Sunday, March 6, 2011

Project 19 - LED dot Matrix Display - Part 2

I ended up using a set of headers to raise the 8x8 display about .5cm off the breadboard... it was just enough to allow me to use my jumper wires (the non-flexible ones).

My next task was to upload the Project 19 code... I did that and only the top row of the display lit up... and it was very faint. Not sure what was going on, I took off the display and went to work checking all my wiring. The next time testing the display... still no luck.

It occurred to me that the only difference between Project 19 and the previous Project 18 was I was simply dealing with more LEDs.

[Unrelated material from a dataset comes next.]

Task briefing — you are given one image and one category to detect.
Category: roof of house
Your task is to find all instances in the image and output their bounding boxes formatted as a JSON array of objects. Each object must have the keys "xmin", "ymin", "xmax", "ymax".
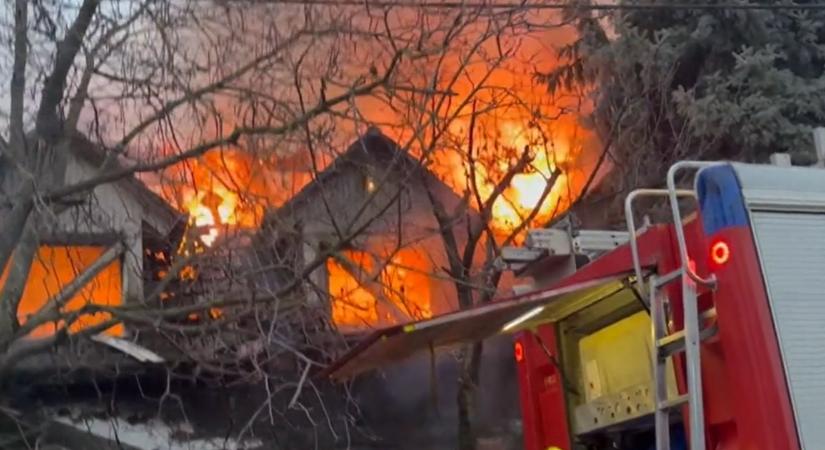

I had a hunch, so I loaded up the Project 18 code and wouldn't you know it... the display worked great! Watch the video - just pay attention to the top row and nothing else... you can see that it starts out with all LEDs lit up (value 255) and then counts down in binary to 0...

So, a few things here - (1) my wiring must be at least partially correct or I wouldn't have that kind of behavior and (2) because you can almost see the pattern in the vertical (column) orientation as well (watch the last column in the video - farthest from the left), I believe that both 595 chips are working properly.

So... why isn't the code for Project 19 working? Not sure... I downloaded the TimerOne library, created the TimerOne folder, and put the files in it... no errors found when the code downloads, so it must be finding the library, right?

I'm not sure where to go here - I'm wondering if there might be something wrong with the author's code... I doubt it, because so far all the programs appear to have been well tested and I can't imagine a tech editor for this book not verifying all the programs and that they work. One issue I did have was that the author uses TimerOne for the library name but you can see "Timer1.xxxx" in the code... I'm not thinking this is an issue, but I can't say for certain.

Any ideas? I'm going to go and check my wiring one more time, but I just can't see that being the issue.

Friday, March 4, 2011

Project 19 - LED dot Matrix Display - Part 1

I'm quickly learning that when you work with electronics it's best to do so when your frustration level is low...

Thankfully, when I opened up my new box of goodies from SparkFun (who, once again, managed to package 10 items in a 4"x5" box - love it), I was in a good mood. Here's what happened from there...

First, I found the data sheet for my 8x8 Dot Matrix Display (C+) - feel free to take a look at it here. I'm including a few screen caps here of the data sheet to show you that the pin layout matches exactly the one that the author provides on page 132 in Figure 7-2. Woo Hoo... I won't have to worry about modifying the code due to pin differences.

Next, the data sheet was very clear on how to find pins 1-8 and 9-16... the small display has two notches that are raised and two notches that are recessed. If you turn the display so that the two raised notches are on the S and W edges, pins 1-8 are on bottom and 9-16 are on top.

Once I figured that out, that's when I hit the bump in the road... as you can see from one of my photos here, when you insert the display on the breadboard, the pins are inserted at the topmost set of pin holes and the bottom-most set of pin holes, leaving no holes for jumper wires. Figure 130 shows the display with two rows of free pins below the display and one row of free pins above the display... and that's my problem. Not sure if the author actually had an 8x8 display that didn't come in a shell like mine or if the display found in the program, Fritzing, doesn't take the shell into account when it comes to proper spacing... either way, I'm unable to wire up Project 19 until I find a work around...

One option is to solder some longer wires to each of the pins on the display and then I can insert these and leave the display free-floating off of the breadboard.

Another option I'm considering is using headers (I have a bunch from the Make: Electronics book project) and solder wires onto those - this would save my display's pins and leave them unaltered.

Thoughts from my readers? Any other suggestions?